FORT PORTAL, Uganda, April 1, 2000 (Reuters) - Uganda Christian Doomsday cult leader Joseph Kibwetere told followers to come and see Jesus at Kanungu, days before the fire there in which around 500 members died, a villager said on Saturday.
Aida Kaguza told reporters that her neighbour John Katebalirwe, a prominent cult member, told her that Kibwetere had written to all leaders urging the faithful to go to Kanungu, the sect's headquarters in southwestern Uganda.
"When they were leaving we tried to ask where they were going and they said they were going to pray at Kanungu," said Kaguza of Sweswe village near Fort Portal, about 100 km (60 miles) west of the capital Kampala.
"They had been called by a letter that their leader (Kibwetere) had received a vision from God that they would go and see Jesus," she said, adding:
"I don't know if those who went from here were burned or murdered. All I know is that they have not come back."
As police searched on Saturday for more victims of the sect, a local police official said three of its leaders had been briefly detained in 1998 for promoting "poverty."
He was speaking as one of several police teams involved in the investigation searched Katebalirwe's home.
The police had been helped in their search of various mass-grave sites by prisoners working bare-foot and by hired labourers. On Saturday, however, Commissioner of Prisons Joseph Etima was quoted as saying that the prisoners were being stood down until they could be provided with protective clothing.
The Ugandan government says evidence found so far suggests that failed politician Kibwetere's Movement for the Restoration of the Ten Commandments of God murdered nearly 1,000 people, many of them children.
Sect leaders apparently began killing members, who had been urged to give their worldly goods to the cause, after they started demanding their money back when the world failed to end last December 31 as predicted.
Around 500 people were found burned to death at Kanungu on March 17.
Since then police have discovered another 389 bodies, mostly women and children, in mass graves at Rugazi, Rushojwa and Buhunga, all in the southwest, close to the border with the Democratic Republic of the Congo and Rwanda.
The cult found ready support in a poor country ravaged by AIDS and with a history of fanatical religious sects. The most famous of these was Alice Lakwena's Holy Spirit Movement which led hundreds of its followers to death believing magic oil would protect them against government bullets.
Police said on Friday they would stop digging for bodies until reinforcements arrived, and appealed for international help to carry on the probe.
They said they would concentrate on checking suspected sites and guarding them until they could decide on how to proceed.
The announcement followed the discovery of a fourth suspected mass grave in a cult member's house at Kanungu.
"We wanted to compare the queries with what they found in the registers at Kanungu.

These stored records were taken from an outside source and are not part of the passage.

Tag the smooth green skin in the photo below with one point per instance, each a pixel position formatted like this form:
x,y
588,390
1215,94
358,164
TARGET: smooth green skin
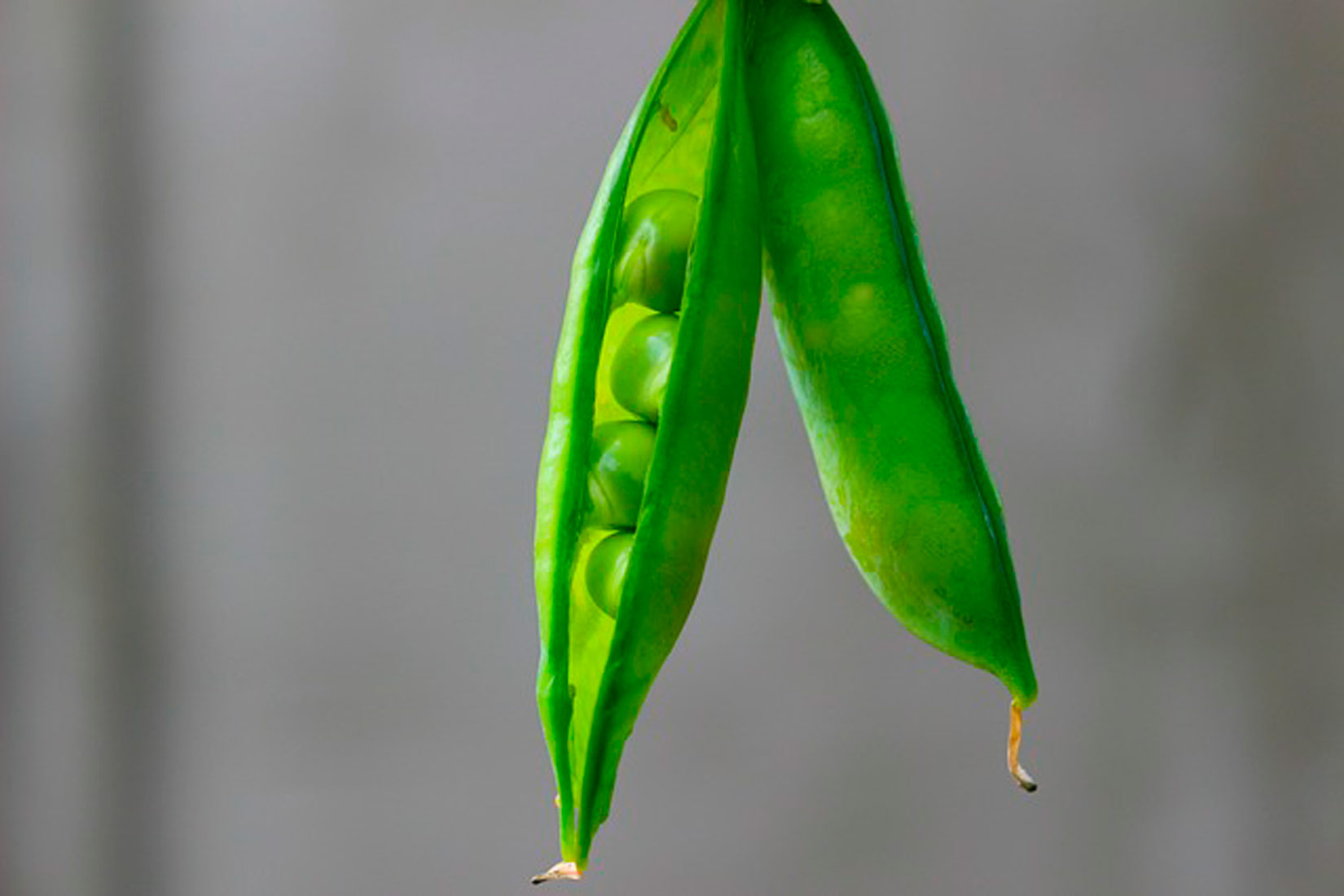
x,y
621,457
657,242
641,366
591,684
606,569
866,349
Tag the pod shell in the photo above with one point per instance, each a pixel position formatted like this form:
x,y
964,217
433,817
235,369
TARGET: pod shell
x,y
698,424
866,348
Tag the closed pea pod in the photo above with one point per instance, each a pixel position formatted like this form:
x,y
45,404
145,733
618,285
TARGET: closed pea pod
x,y
647,397
867,355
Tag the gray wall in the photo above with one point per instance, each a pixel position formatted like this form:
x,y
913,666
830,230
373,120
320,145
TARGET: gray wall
x,y
281,283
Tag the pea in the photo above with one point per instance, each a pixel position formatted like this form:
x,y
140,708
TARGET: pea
x,y
612,604
641,364
867,354
605,573
657,238
621,455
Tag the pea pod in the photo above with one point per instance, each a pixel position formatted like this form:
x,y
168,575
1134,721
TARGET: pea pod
x,y
867,355
647,397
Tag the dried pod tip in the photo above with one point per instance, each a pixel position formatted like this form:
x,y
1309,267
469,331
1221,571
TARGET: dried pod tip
x,y
1015,769
560,871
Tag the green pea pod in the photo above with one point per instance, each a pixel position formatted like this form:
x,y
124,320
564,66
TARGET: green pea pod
x,y
649,386
867,355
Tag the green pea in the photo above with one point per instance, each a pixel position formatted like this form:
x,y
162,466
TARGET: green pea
x,y
657,237
621,455
641,363
605,573
867,354
682,173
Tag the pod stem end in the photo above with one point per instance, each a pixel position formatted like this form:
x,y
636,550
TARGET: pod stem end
x,y
560,871
1015,769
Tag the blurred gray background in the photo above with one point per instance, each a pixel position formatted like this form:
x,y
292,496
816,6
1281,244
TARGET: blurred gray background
x,y
281,285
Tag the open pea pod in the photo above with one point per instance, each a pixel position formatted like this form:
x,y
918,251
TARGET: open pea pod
x,y
867,354
647,397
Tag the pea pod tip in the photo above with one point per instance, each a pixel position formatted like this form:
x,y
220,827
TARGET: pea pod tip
x,y
560,871
1015,769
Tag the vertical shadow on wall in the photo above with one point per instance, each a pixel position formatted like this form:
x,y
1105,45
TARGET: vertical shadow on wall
x,y
130,701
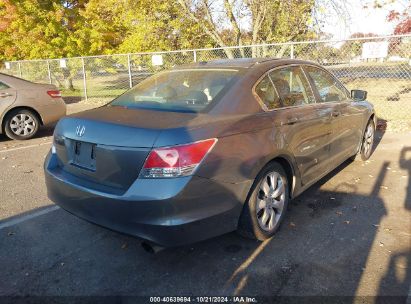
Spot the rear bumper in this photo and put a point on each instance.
(169, 212)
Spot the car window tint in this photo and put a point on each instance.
(3, 86)
(186, 90)
(328, 87)
(291, 86)
(267, 94)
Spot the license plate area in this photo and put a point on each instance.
(84, 155)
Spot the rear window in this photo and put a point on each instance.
(188, 90)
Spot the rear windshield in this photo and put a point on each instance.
(188, 90)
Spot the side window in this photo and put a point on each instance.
(328, 87)
(291, 87)
(267, 93)
(3, 86)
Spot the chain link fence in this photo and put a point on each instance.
(379, 65)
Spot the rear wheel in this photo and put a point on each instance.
(367, 143)
(21, 124)
(266, 205)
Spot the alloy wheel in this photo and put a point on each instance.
(270, 201)
(22, 124)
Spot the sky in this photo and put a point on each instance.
(364, 20)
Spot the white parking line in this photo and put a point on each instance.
(15, 221)
(25, 147)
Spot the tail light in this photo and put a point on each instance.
(175, 161)
(54, 93)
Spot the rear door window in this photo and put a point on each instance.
(291, 86)
(328, 87)
(286, 87)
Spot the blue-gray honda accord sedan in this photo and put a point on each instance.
(208, 148)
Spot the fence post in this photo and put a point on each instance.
(130, 79)
(84, 78)
(48, 71)
(20, 74)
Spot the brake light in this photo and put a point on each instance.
(175, 161)
(54, 93)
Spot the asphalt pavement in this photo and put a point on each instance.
(348, 235)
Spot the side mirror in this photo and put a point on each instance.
(358, 95)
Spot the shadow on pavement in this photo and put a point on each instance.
(397, 280)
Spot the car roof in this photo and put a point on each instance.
(244, 63)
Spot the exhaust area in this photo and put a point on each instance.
(151, 247)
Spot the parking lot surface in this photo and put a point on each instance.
(348, 235)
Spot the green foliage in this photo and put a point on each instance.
(32, 29)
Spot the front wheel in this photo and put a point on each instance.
(266, 205)
(21, 124)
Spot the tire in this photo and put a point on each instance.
(263, 212)
(366, 143)
(21, 124)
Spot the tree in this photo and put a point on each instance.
(267, 21)
(403, 20)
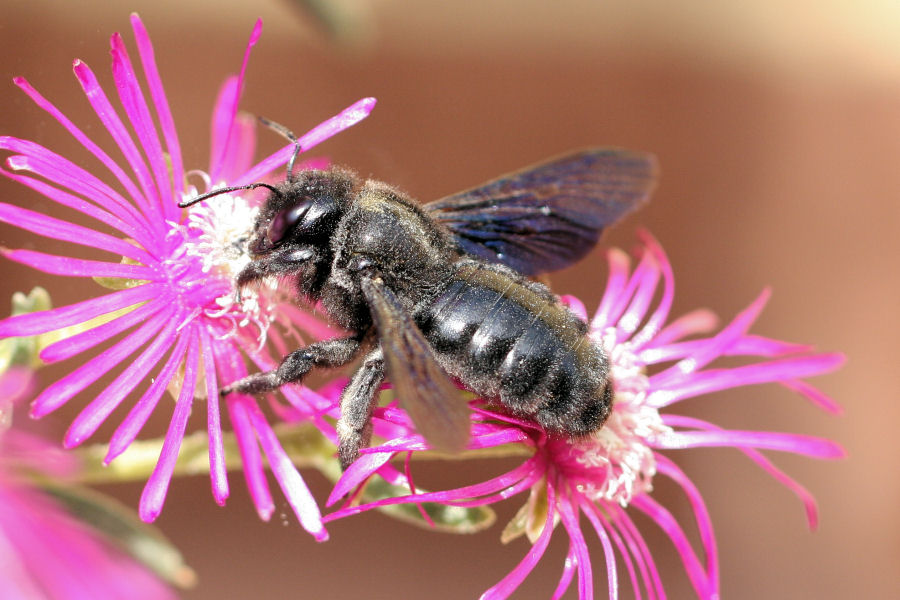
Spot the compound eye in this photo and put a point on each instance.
(284, 221)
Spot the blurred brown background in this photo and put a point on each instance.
(777, 126)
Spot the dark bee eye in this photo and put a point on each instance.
(282, 222)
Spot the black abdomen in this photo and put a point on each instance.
(507, 341)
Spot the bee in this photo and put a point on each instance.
(436, 292)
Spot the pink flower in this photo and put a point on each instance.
(44, 552)
(654, 366)
(173, 316)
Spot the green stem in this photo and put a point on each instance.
(306, 446)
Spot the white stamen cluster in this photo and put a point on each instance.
(620, 446)
(217, 233)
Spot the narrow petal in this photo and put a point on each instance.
(134, 228)
(715, 380)
(93, 148)
(569, 517)
(646, 287)
(160, 103)
(73, 314)
(231, 367)
(251, 458)
(56, 229)
(230, 107)
(62, 390)
(701, 515)
(665, 520)
(134, 421)
(95, 413)
(85, 340)
(565, 579)
(809, 502)
(75, 267)
(600, 523)
(39, 160)
(154, 493)
(135, 105)
(348, 117)
(217, 470)
(514, 579)
(716, 347)
(813, 447)
(659, 316)
(696, 322)
(814, 395)
(619, 264)
(292, 484)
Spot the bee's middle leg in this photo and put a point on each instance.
(295, 366)
(357, 401)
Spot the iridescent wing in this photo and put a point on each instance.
(548, 216)
(437, 408)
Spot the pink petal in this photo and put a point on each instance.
(568, 572)
(620, 520)
(163, 113)
(107, 114)
(62, 390)
(78, 343)
(809, 502)
(619, 264)
(705, 589)
(599, 522)
(292, 484)
(56, 229)
(134, 421)
(93, 148)
(133, 228)
(73, 314)
(231, 368)
(514, 579)
(348, 117)
(695, 322)
(717, 346)
(637, 309)
(87, 422)
(132, 99)
(659, 316)
(217, 469)
(701, 515)
(154, 493)
(569, 519)
(814, 395)
(805, 445)
(74, 267)
(714, 380)
(229, 106)
(39, 160)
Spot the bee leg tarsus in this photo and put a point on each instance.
(357, 401)
(295, 366)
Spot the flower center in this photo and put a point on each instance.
(215, 236)
(616, 463)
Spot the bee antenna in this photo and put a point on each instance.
(203, 197)
(285, 132)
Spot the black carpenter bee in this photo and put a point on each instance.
(440, 290)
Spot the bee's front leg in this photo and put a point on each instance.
(295, 366)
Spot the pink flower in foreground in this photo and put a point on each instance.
(44, 552)
(599, 477)
(174, 316)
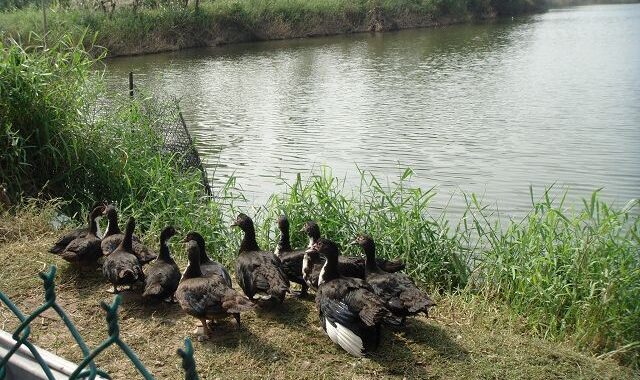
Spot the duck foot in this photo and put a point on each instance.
(171, 300)
(113, 290)
(299, 294)
(203, 331)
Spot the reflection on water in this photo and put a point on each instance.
(491, 108)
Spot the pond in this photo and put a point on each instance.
(491, 108)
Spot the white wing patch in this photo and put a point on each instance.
(345, 338)
(321, 278)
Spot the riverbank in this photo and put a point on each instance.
(465, 336)
(560, 274)
(126, 31)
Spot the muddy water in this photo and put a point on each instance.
(490, 108)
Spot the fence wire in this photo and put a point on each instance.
(87, 368)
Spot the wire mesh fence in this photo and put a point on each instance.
(87, 368)
(175, 135)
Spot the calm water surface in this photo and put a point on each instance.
(492, 108)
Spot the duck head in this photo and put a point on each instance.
(167, 233)
(283, 223)
(331, 251)
(312, 230)
(243, 221)
(193, 253)
(193, 236)
(366, 242)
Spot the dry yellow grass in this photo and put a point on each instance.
(464, 338)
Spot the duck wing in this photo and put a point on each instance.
(292, 265)
(85, 249)
(257, 272)
(400, 294)
(64, 240)
(390, 266)
(350, 314)
(161, 280)
(121, 267)
(215, 268)
(349, 266)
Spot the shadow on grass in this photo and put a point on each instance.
(292, 313)
(419, 332)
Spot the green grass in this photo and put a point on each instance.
(169, 26)
(465, 337)
(562, 274)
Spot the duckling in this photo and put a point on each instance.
(259, 273)
(208, 297)
(64, 240)
(291, 260)
(350, 312)
(162, 275)
(113, 237)
(400, 295)
(207, 266)
(122, 267)
(85, 250)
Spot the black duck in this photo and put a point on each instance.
(350, 313)
(207, 298)
(122, 267)
(348, 266)
(400, 295)
(113, 237)
(291, 260)
(207, 266)
(85, 250)
(162, 275)
(63, 241)
(258, 272)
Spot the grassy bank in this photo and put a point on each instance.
(171, 26)
(569, 276)
(466, 337)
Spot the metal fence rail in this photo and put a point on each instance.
(87, 368)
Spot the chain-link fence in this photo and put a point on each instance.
(87, 368)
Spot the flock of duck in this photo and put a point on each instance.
(354, 296)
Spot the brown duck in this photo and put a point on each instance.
(207, 298)
(348, 266)
(258, 272)
(113, 237)
(400, 295)
(64, 240)
(207, 266)
(291, 260)
(122, 267)
(85, 250)
(350, 312)
(162, 276)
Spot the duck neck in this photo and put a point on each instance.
(204, 258)
(249, 242)
(329, 270)
(370, 263)
(93, 225)
(284, 245)
(127, 242)
(112, 226)
(164, 255)
(193, 270)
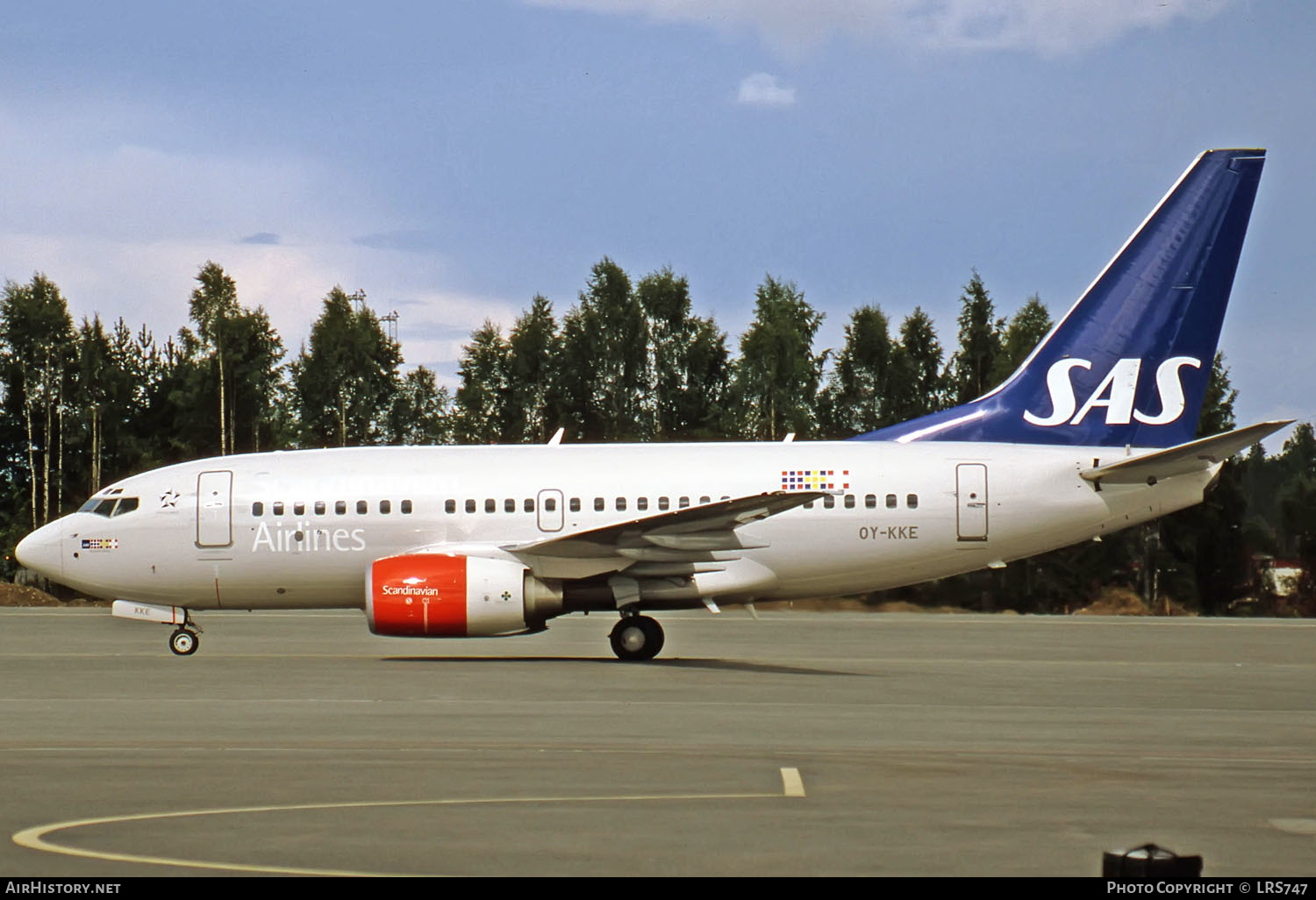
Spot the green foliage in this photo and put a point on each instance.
(345, 383)
(1028, 326)
(483, 396)
(687, 361)
(915, 386)
(857, 396)
(976, 362)
(776, 376)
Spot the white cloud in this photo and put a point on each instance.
(124, 228)
(763, 89)
(795, 26)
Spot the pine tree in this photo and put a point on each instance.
(776, 376)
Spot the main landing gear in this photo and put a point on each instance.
(636, 637)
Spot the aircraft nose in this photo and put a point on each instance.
(41, 552)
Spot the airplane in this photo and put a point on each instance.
(1095, 432)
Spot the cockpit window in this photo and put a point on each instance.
(110, 505)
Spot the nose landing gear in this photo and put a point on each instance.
(636, 639)
(183, 642)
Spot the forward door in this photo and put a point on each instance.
(971, 502)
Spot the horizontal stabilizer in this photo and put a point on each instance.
(1192, 457)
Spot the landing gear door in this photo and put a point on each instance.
(215, 510)
(549, 508)
(971, 502)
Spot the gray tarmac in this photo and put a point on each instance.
(923, 745)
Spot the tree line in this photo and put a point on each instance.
(629, 361)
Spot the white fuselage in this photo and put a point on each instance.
(247, 532)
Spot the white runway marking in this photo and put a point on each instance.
(792, 784)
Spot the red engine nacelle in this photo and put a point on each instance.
(436, 595)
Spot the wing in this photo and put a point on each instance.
(1192, 457)
(673, 541)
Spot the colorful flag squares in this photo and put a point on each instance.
(815, 479)
(100, 544)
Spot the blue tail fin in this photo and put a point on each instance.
(1129, 363)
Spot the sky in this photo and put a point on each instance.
(454, 160)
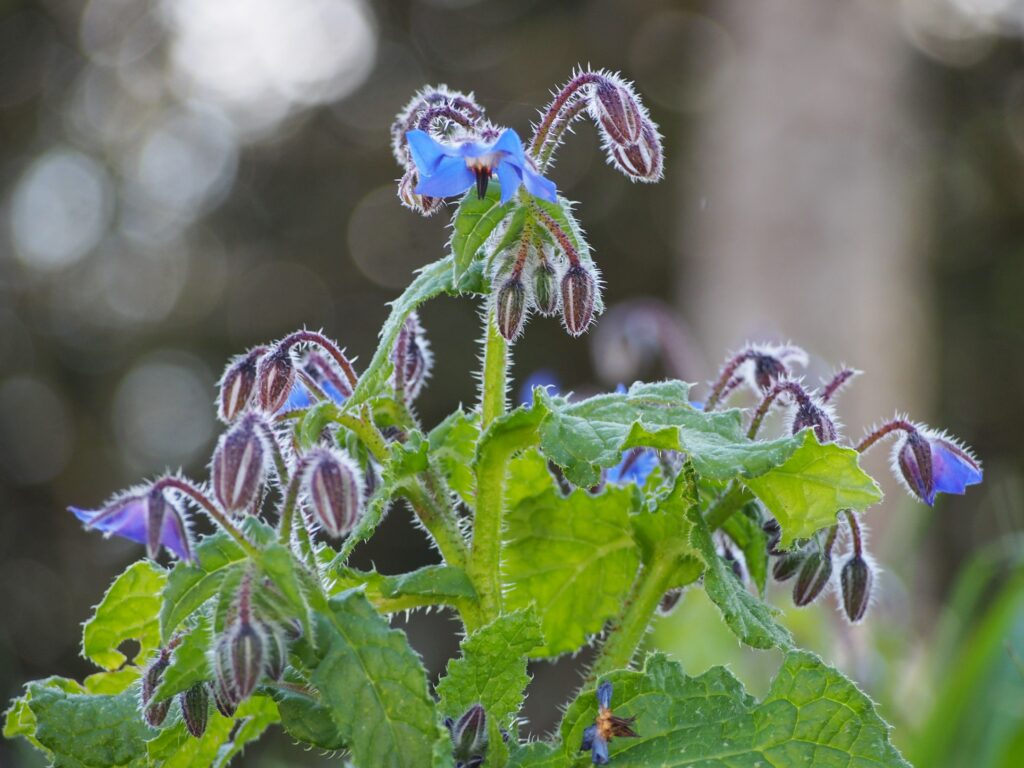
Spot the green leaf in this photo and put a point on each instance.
(128, 611)
(80, 730)
(433, 280)
(583, 437)
(812, 716)
(751, 620)
(374, 686)
(188, 663)
(473, 222)
(188, 586)
(571, 557)
(453, 444)
(813, 484)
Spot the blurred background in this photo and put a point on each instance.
(182, 179)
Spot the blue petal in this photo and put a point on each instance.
(538, 185)
(952, 471)
(510, 178)
(588, 737)
(426, 152)
(452, 177)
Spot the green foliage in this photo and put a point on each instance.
(811, 716)
(128, 611)
(573, 558)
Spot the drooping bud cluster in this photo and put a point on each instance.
(442, 113)
(241, 463)
(469, 737)
(248, 650)
(334, 485)
(412, 358)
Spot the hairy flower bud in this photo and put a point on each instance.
(809, 415)
(812, 579)
(545, 289)
(274, 379)
(510, 305)
(240, 463)
(914, 460)
(334, 484)
(196, 709)
(155, 712)
(855, 581)
(579, 291)
(786, 565)
(237, 384)
(616, 111)
(469, 734)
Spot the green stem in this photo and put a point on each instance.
(628, 629)
(496, 363)
(728, 504)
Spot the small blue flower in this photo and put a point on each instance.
(605, 727)
(448, 170)
(931, 463)
(144, 517)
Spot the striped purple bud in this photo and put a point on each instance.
(334, 484)
(196, 709)
(274, 379)
(812, 579)
(510, 306)
(240, 463)
(237, 384)
(855, 582)
(155, 712)
(579, 290)
(546, 289)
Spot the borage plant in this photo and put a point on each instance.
(558, 524)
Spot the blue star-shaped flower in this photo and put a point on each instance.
(448, 170)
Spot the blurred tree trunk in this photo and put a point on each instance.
(806, 175)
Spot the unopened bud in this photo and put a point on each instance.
(334, 484)
(579, 291)
(786, 565)
(240, 463)
(196, 709)
(812, 579)
(510, 306)
(914, 461)
(274, 379)
(545, 289)
(237, 384)
(809, 415)
(855, 581)
(615, 110)
(469, 734)
(155, 712)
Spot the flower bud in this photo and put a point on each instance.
(809, 415)
(155, 712)
(579, 289)
(545, 289)
(786, 565)
(914, 460)
(855, 581)
(812, 579)
(237, 384)
(240, 463)
(469, 734)
(511, 306)
(616, 112)
(334, 484)
(274, 379)
(196, 709)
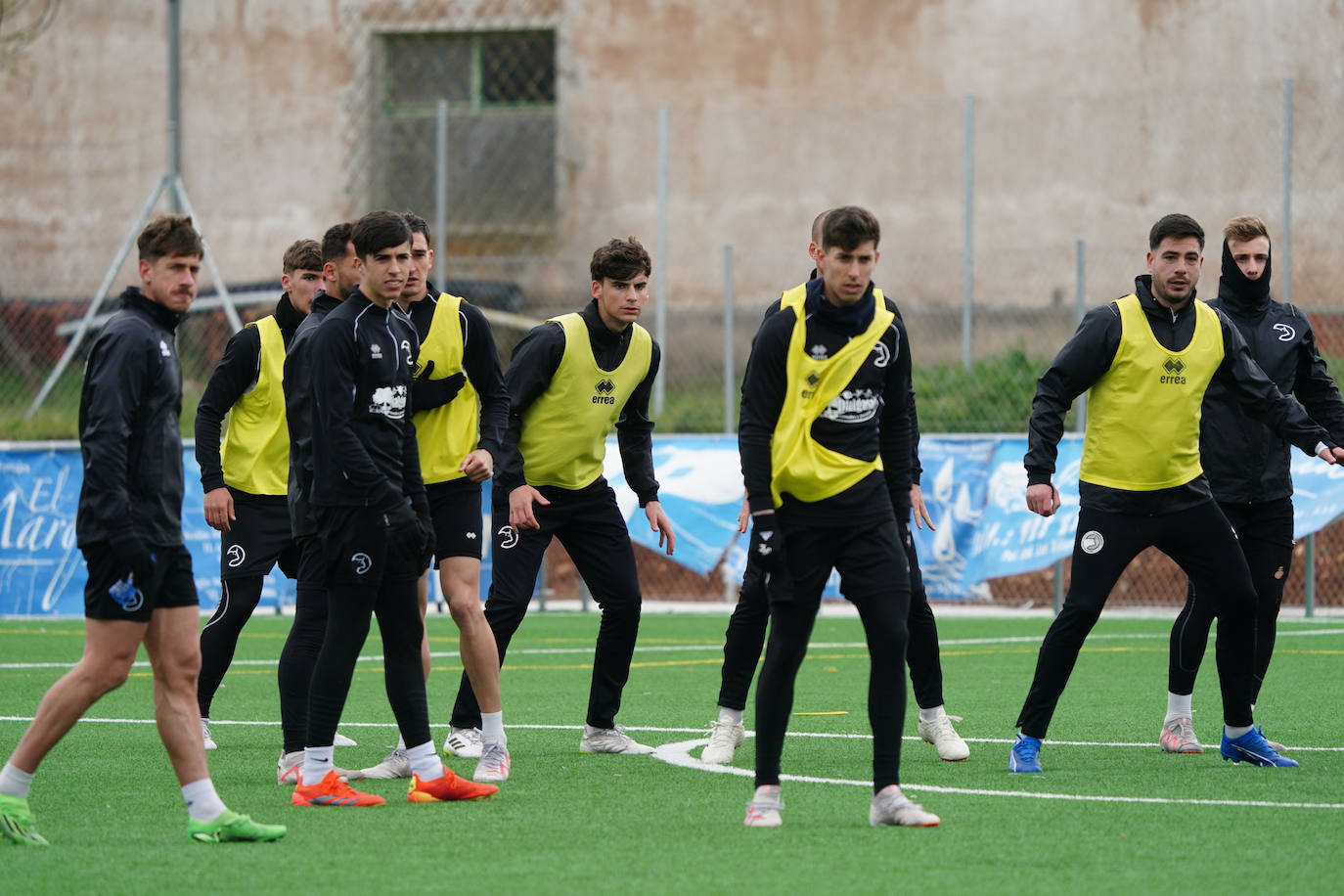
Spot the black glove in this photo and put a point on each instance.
(139, 563)
(766, 546)
(426, 392)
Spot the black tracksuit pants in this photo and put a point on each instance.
(1265, 533)
(589, 524)
(370, 574)
(874, 578)
(1200, 540)
(744, 636)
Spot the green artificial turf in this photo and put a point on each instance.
(1125, 817)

There have been several responses countrywide," Naigambi said.
"We think these people knew specifically where their relatives were going. It would give us an indication whether we have to search more or not."
The Ugandan government is to hold an inter-denominational prayer service at Kanungu on Sunday which will be attended by Vice-President Speciosa Kazibwe.
Associates have described Kibwetere, a self-styled prophet who claimed to talk directly to Jesus, as a violent man prone to seizures. He was briefly detained in a mental institution for manic depression in 1998.
He is said to have fallen under the influence of Gredonia Mwerinda, a former prostitute who claimed she talked to the Virgin Mary.
The pair were assisted by "Father" Dominic Kataribabo, a former Catholic priest with a master's degree in theology and a reputation as a studious and religious man.